PJ Bond – Broad Street

On 20 September 1898, 15 people were injured when a service from Richmond approaching Broad Street at slightly excessive speed ran into the buffers at the end of platform six. A Board of Trade report on the incident stated: “Fifteen passengers are reported to have complained of bruises or shock, and a few others have claimed compensation for damage to their hats.” The train’s driver testified: “I committed an error of judgment in not applying the brake quite soon enough.”

I love the idea that, over 100 years ago, people claimed compensation for damage to their hats.

The scene of this minor incident – Platform six at Broad Street station – has long since disappeared. Once a thriving London station, the development of new networks rendered Broad Street economically unviable. A shopping centre and office block now stands where the station once was.

PJ Bond has announced a new single from his forthcoming album that’s out in May. It’s a finely crafted piece of Americana that excites more on each listen. Titled ‘Broad Street’, I very much doubt that it’s about the long-forgotten London train station. Indeed, I’m quite sure that there are 100’s of Broad Streets across the world.

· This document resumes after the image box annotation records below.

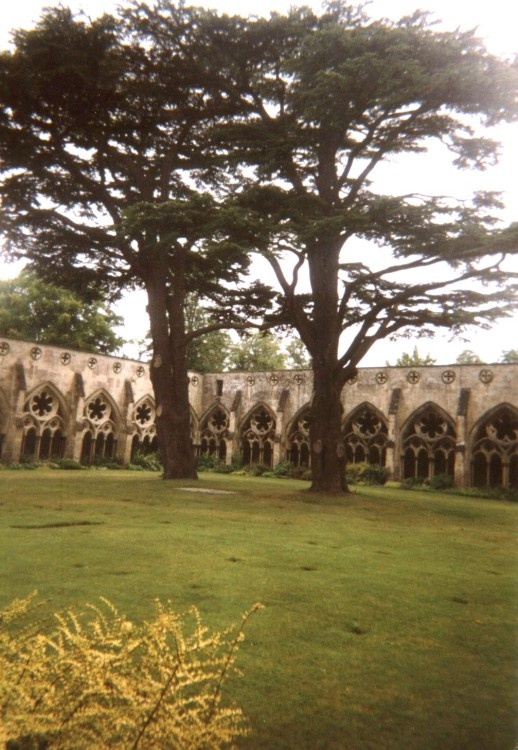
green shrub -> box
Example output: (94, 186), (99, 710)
(288, 465), (311, 479)
(400, 477), (425, 490)
(230, 451), (243, 471)
(426, 474), (454, 490)
(0, 597), (261, 750)
(196, 453), (234, 474)
(249, 464), (270, 477)
(131, 451), (163, 471)
(49, 458), (86, 471)
(273, 461), (292, 477)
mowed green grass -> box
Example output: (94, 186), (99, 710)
(0, 469), (518, 750)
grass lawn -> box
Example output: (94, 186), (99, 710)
(0, 469), (518, 750)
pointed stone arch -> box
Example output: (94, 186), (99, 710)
(199, 403), (231, 461)
(131, 394), (158, 457)
(470, 403), (518, 488)
(20, 381), (69, 461)
(81, 388), (121, 466)
(401, 401), (456, 479)
(342, 401), (388, 466)
(286, 403), (311, 467)
(239, 402), (276, 467)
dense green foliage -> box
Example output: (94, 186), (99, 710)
(386, 346), (435, 367)
(0, 270), (124, 354)
(0, 0), (518, 491)
(227, 332), (286, 372)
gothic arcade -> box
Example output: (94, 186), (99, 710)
(0, 339), (518, 487)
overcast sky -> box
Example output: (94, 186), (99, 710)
(0, 0), (518, 366)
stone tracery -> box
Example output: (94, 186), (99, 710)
(343, 404), (388, 466)
(241, 405), (275, 466)
(403, 404), (456, 479)
(472, 404), (518, 487)
(20, 385), (65, 461)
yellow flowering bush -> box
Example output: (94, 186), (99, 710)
(0, 595), (261, 750)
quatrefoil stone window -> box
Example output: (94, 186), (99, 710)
(87, 396), (109, 422)
(251, 411), (273, 433)
(31, 391), (55, 417)
(135, 402), (153, 424)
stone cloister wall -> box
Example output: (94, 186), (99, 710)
(0, 339), (518, 486)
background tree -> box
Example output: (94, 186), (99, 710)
(227, 331), (286, 372)
(218, 2), (518, 491)
(0, 270), (124, 354)
(0, 5), (274, 478)
(286, 336), (311, 370)
(455, 349), (482, 365)
(500, 349), (518, 364)
(185, 294), (232, 372)
(386, 346), (436, 367)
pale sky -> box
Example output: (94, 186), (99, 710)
(0, 0), (518, 366)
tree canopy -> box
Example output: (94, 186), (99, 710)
(0, 2), (274, 478)
(209, 2), (518, 491)
(0, 0), (518, 491)
(227, 331), (287, 372)
(387, 346), (436, 367)
(0, 270), (124, 354)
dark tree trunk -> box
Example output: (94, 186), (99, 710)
(308, 239), (348, 492)
(147, 264), (197, 479)
(309, 366), (349, 492)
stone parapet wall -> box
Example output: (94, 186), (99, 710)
(0, 339), (518, 485)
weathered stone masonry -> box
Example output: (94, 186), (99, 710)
(0, 339), (518, 486)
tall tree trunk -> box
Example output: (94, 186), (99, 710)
(309, 365), (349, 492)
(147, 263), (197, 479)
(308, 240), (348, 492)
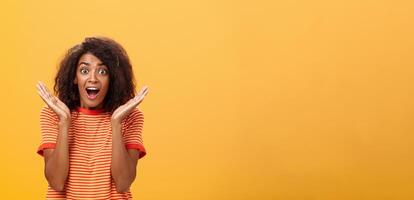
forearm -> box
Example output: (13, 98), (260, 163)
(45, 121), (69, 191)
(111, 122), (136, 192)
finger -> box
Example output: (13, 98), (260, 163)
(42, 83), (53, 101)
(39, 82), (52, 101)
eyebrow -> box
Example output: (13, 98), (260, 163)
(79, 61), (105, 66)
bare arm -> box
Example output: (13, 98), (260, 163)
(111, 86), (148, 192)
(111, 123), (139, 192)
(36, 82), (71, 191)
(43, 121), (69, 191)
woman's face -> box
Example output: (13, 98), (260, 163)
(74, 53), (109, 109)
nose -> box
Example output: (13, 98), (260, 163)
(88, 71), (98, 83)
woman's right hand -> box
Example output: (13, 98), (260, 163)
(36, 81), (70, 126)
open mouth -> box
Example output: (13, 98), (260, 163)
(86, 87), (99, 99)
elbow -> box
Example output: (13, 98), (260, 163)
(115, 179), (133, 193)
(116, 184), (129, 193)
(49, 182), (65, 192)
(46, 175), (66, 192)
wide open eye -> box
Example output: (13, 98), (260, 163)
(98, 69), (108, 75)
(80, 68), (89, 74)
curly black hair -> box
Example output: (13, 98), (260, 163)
(53, 37), (135, 112)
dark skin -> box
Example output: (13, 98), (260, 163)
(36, 55), (148, 192)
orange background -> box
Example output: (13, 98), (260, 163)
(0, 0), (414, 200)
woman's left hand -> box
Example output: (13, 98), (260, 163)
(111, 86), (148, 124)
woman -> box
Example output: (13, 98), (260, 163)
(37, 37), (148, 199)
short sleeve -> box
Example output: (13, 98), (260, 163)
(37, 106), (59, 156)
(123, 108), (147, 158)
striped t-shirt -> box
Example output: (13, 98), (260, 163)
(37, 106), (146, 200)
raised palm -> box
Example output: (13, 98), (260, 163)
(36, 81), (70, 121)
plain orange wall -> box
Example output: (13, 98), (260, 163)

But, it is a song that reminisces, a song that remembers a scene from a few years back. We find PJ thinking about a previous, ultimately doomed relationship. Broad Street is the place where they’d last met. “The last time I heard from you, I’d grown tired of listening“, sings PJ in the opening line to the second verse. Miscommunication has done for the protagonists. The happier meeting, listening to choirs in church aisles on Broad Street, is but a dim and distant memory.

There’s something of Springsteen about the lyric here. Place is used to define a moment. Broad Street is PJ’s Thunder Road, Kingstown or Atlantic City. The very best Americana aligns a moment within a place – Broad Street achieves this expertly. It’s easy to see why PJ Bond has drawn comparisons to Elliot Smith, Wilco and Micah P. Hinson.

Sonic Breakfast gives regards to Broad Street and concedes that it’s anticipating great things from the new PJ Bond album.